Puntualmente, al ripetersi ormai sempre più frequente di calamità sempre più gravi, si constatano i ritardi nella prevenzione. Non è una questione esclusivamente di costi: ci sono fondi non trascurabili. Perché allora non si riesce a farla?

Anzitutto, una politica sempre più debole, con partiti quasi tutti ridotti a partiti di leader, deve fare i conti con una spinta fortissima che viene dalla società a un uso particolaristico del territorio.
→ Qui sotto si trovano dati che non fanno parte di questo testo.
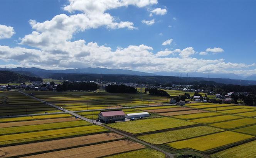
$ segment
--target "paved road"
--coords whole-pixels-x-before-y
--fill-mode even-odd
[[[36,98],[36,97],[34,97],[34,96],[30,96],[30,95],[29,95],[23,92],[23,91],[19,91],[19,90],[17,90],[17,91],[19,91],[20,93],[22,93],[24,94],[25,95],[27,95],[27,96],[30,96],[30,97],[31,97],[31,98],[33,98],[36,100],[38,100],[38,101],[42,101],[42,102],[44,103],[45,104],[47,104],[49,105],[50,105],[50,106],[52,106],[52,107],[54,107],[56,108],[59,109],[61,110],[62,110],[64,112],[65,112],[66,113],[69,113],[70,115],[72,115],[76,116],[76,117],[77,117],[79,118],[80,118],[80,119],[81,119],[83,120],[84,120],[84,121],[86,121],[89,122],[91,122],[91,123],[93,123],[93,121],[92,121],[92,120],[91,120],[88,119],[87,118],[86,118],[84,117],[83,116],[82,116],[80,115],[77,114],[77,113],[76,113],[74,111],[71,111],[67,110],[66,109],[63,109],[62,108],[61,108],[59,106],[56,106],[56,105],[55,105],[54,104],[51,104],[51,103],[48,103],[46,101],[45,101],[44,100],[42,100],[41,99],[39,99],[37,98]],[[136,107],[138,108],[138,106],[136,106]],[[158,151],[160,152],[162,152],[162,153],[164,153],[166,155],[167,155],[168,156],[168,157],[169,157],[170,158],[173,158],[174,157],[174,155],[173,155],[173,154],[172,154],[170,153],[169,153],[167,152],[166,152],[165,151],[162,150],[162,149],[160,149],[160,148],[158,148],[158,147],[157,147],[156,146],[152,145],[151,145],[150,144],[149,144],[148,143],[147,143],[145,141],[142,141],[142,140],[138,140],[135,137],[131,136],[128,135],[126,134],[126,133],[125,133],[123,132],[122,132],[121,131],[118,131],[118,130],[115,129],[115,128],[112,128],[111,127],[109,127],[108,126],[105,126],[104,125],[103,125],[101,123],[98,122],[96,122],[95,121],[93,121],[93,122],[95,123],[96,123],[96,124],[97,124],[97,125],[98,125],[99,126],[103,126],[103,127],[104,127],[104,128],[109,130],[110,130],[112,132],[113,132],[115,133],[116,133],[120,135],[121,135],[123,136],[125,136],[125,137],[126,137],[127,138],[128,138],[132,140],[134,140],[135,141],[137,141],[137,142],[139,142],[140,143],[141,143],[141,144],[143,144],[145,145],[146,145],[146,146],[149,146],[150,148],[153,148],[153,149],[154,149],[155,150]]]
Anche in regioni come l’Emilia-Romagna o la Toscana accreditate di maggiore cultura civica e buon governo.

Il confronto con altri paesi europei sul consumo del suolo è impietoso: circa il doppio di quello medio europeo, anche in zone critiche. Come reagisce la nostra politica debole a questa domanda particolaristica che non vuole vincoli ex ante e chiede “sanatorie” ex post? Curare il dissesto del territorio, così come altri problemi strutturali, richiede tempo e inoltre comporta la tutela di interessi collettivi, come la sicurezza e il benessere delle popolazioni, piuttosto che il soddisfacimento di interessi particolaristici. Col venir meno delle identità ideologiche forti, il consenso va ora acquisito a breve, e questo porta alla “veduta corta”.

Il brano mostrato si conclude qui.